日本が「言うべきこと」はしっかり言わなければ、相手の掌に載せられてしまうということである。

 外務省は、とかく首脳会談が平穏裏に行われたふうに装うことが多い。

 しかし、領土問題、歴史戦、靖国、ODA問題などについてはその内容を努めて国民に開示して、国家的意見の集約を見つけるようにすべきであろう。それが国益増進につながるはずである。

 外務省は省益あって国益なしで、「害」務省と揶揄されることが多い。

 首脳外交は友好の場であると同時に、国益を踏まえた闘いの場でもある。首相が国民の総意を持って臨むためにも、国民に真実を知らせ、普段からの意見集約が不可欠である。

 中国の一帯一路構想を多くの国が新植民地主義と批判し始め、関係国の中には計画の中止や縮小を進めているところもあり、困難に直面しつつあるとされる。日本接近はそのための後押し渇望という見方もある。

 安倍首相は、中国が日本に接近するのを歓迎すると同時に、友好を傷つけるかもしれないと忖度して曖昧な発言に留めるのではなく、「明確かつ敢然」と主張すべきは主張してほしい。

 また、理不尽な要求には断固反対を示してほしい。この方が、長い目で見れば「真の友好」につながるからである。

ロシアにも焦りが見られる

 ここまで中国を主体に述べてきた。しかし、北方領土はロシアに不法占領されたままである。

 安倍首相の「新しいアプローチ」を、ロシアは自国の都合の良い経済協力先行のように解釈している。そして、師団を配備し、またミサイルを展開するなどの軍事力を強化している。

 他方、2010年にはドミトリー・メドベージェフ大統領(当時)が日本の抗議を無視して国後島に上陸し、2012年には首相として再度上陸した。

 その後も同首相は択捉島に上陸するなど、北方領土はロシア領といわんばかりの示威行動をとってきた。
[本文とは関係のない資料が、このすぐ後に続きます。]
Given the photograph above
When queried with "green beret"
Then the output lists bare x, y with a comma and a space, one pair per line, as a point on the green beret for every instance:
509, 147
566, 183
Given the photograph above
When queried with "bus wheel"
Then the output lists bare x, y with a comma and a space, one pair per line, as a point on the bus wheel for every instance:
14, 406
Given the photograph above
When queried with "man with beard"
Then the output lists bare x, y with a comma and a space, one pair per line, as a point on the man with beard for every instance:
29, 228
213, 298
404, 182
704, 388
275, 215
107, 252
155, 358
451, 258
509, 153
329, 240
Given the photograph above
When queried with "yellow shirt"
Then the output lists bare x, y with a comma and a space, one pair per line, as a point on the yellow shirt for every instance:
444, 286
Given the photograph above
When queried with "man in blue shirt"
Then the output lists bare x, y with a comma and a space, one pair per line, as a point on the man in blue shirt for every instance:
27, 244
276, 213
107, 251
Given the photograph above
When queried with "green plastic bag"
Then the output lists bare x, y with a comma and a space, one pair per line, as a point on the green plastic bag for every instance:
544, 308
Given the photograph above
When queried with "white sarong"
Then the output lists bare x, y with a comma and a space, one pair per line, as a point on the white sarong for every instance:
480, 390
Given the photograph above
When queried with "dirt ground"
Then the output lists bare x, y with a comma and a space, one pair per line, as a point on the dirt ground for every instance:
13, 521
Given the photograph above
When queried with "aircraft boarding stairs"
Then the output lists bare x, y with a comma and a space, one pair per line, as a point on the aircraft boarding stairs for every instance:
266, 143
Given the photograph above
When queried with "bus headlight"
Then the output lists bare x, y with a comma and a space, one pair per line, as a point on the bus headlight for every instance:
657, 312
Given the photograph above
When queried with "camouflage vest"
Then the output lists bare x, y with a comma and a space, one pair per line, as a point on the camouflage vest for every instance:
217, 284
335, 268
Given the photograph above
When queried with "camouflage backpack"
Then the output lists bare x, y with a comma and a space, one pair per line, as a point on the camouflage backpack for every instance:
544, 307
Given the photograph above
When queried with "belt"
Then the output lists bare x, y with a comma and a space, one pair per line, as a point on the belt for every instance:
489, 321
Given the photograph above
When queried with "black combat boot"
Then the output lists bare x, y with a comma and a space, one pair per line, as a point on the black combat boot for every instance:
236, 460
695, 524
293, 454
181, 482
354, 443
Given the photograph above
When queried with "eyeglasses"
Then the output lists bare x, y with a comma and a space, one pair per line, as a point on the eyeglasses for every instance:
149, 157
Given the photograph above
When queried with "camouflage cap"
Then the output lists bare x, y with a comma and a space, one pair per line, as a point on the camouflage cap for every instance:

 ロシアがG8から追放されて以降、経済制裁が続行され、頼みの資源外交にも陰りが見えるなどして、隘路打開に中国接近を顕著にしてきた。しかし、頼みの綱の中国からの支援も怪しくなりつつある。

 経済で国民を活性化させなければ、長期政権を手に入れたばかりのウラジミール・プーチン大統領も信頼を失墜し、早々にレームダックしないとも限らない。

 そこで、安倍首相の新アプローチをあえて曲解してでも、日本への接近を強めようとの意図からか、突然「前提抜きの平和条約締結」を提案してきた。

 安倍首相には今後の3年間で外交懸案の全てを解決してほしいが、そう簡単ではないであろう。

 相手の接近を好機ととらえ、残された懸案については日本の国家意思を明確に反映した「解決方向」を確立してもらいたい。